As we work our way through Minnesota during summer fishing trips, I invariably make it a point to announce to the group that Hibbing is the hometown of none other than Bob Dylan as we pass by. The other gentlemen on the trip rarely seem to care, but I like to make it known that I’m aware of this fact and that I celebrate his work.
And now it seems apropos that the North Star State is working to avoid getting its public education system "Tangled Up in Red (Tape)." Despite my miserable segue, Gov. Tim Pawlenty’s office offers this:
Governor Tim Pawlenty and key legislators today announced a bipartisan proposal that will require Minnesota school districts and charter schools to combine efforts to reduce costs. The proposal will compel schools to pool limited resources in order to deliver more cost-effective services, redirect administrative costs, and reduce duplication…

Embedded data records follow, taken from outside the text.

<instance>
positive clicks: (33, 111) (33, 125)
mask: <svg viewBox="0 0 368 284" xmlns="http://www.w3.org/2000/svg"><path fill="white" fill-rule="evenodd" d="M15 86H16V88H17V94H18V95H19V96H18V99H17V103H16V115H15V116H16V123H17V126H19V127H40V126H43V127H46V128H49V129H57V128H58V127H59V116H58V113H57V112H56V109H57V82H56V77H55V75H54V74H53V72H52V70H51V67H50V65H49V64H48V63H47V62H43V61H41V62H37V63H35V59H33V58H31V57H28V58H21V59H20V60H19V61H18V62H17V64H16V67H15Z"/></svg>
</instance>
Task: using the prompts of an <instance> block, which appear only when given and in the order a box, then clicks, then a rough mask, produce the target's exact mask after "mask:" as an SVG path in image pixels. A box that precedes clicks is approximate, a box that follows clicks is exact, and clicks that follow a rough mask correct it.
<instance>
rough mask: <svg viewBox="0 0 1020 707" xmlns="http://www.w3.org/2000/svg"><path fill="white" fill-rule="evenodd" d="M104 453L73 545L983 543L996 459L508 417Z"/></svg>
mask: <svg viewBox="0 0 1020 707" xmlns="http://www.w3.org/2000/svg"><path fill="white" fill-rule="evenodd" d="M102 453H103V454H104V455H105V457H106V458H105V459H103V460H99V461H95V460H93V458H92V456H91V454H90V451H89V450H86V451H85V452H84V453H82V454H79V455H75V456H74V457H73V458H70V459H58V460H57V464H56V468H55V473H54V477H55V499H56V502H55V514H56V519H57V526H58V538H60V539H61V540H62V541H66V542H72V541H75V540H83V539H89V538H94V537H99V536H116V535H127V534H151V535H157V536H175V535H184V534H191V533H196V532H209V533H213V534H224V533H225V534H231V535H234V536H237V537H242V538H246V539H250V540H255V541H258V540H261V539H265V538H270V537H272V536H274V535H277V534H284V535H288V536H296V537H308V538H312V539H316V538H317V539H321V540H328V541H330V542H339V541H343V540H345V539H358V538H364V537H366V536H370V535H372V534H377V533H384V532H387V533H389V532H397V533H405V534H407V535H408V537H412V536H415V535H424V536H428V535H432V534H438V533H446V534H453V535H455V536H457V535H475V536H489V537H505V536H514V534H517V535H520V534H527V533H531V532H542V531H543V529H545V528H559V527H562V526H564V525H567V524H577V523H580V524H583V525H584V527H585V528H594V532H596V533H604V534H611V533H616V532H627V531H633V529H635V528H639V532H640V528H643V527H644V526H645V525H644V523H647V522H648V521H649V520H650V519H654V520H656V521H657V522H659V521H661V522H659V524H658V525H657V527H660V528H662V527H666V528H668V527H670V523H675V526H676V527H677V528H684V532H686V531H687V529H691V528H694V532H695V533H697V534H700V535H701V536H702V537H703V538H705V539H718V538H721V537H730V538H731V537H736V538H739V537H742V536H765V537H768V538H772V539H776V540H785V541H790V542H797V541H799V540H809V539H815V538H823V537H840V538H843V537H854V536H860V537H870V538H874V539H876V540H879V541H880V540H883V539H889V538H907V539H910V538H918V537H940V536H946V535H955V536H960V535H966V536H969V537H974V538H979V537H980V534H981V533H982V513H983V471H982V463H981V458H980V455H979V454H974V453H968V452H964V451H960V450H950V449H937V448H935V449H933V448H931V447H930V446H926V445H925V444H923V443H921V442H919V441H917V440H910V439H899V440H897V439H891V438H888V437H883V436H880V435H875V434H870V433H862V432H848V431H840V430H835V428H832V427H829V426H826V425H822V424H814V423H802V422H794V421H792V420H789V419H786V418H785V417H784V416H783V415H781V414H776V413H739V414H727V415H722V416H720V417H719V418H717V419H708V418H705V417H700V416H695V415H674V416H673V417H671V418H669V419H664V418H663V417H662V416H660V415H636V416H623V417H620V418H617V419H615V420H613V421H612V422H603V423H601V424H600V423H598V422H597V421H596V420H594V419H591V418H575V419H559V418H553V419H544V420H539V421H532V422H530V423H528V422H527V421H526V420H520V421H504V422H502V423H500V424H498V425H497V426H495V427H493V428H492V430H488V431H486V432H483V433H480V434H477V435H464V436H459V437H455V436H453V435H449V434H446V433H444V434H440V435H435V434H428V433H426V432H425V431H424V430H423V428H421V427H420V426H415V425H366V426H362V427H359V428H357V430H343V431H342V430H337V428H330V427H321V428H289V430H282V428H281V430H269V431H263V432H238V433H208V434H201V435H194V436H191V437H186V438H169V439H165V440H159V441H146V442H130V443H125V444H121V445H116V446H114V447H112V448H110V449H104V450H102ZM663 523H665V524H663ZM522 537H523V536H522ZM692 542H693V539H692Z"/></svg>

“There are 340 school districts and 150 charter schools in the state, but back-room functions don’t need to be duplicated 490 times,” Governor Tim Pawlenty said. “Shared services will allow Minnesota schools to focus resources where they are needed the most – in the classroom and on improving student achievement.”
Governor Pawlenty is hopeful that the Legislature will pass a bill for this initiative sooner rather than later so that districts may realize savings during the 2009-2010 school year. School districts in other states have saved 5 to 15 percent in purchasing and information technology services. For example:
• One Pennsylvania school district was able to save approximately $100,000 through the sharing of food services that helped standardize health and safety practices.
• The California Charter School Association entered into shared services agreements for worker’s compensation insurance resulting in approximately $20,000 in savings per school on an annual basis.
• Through the Midwestern Higher Education Commission, IT software sharing occurs among Illinois, Indiana, Kansas, Michigan, Minnesota, Missouri, Nebraska, Ohio and Wisconsin resulting in a combined savings of $750,000.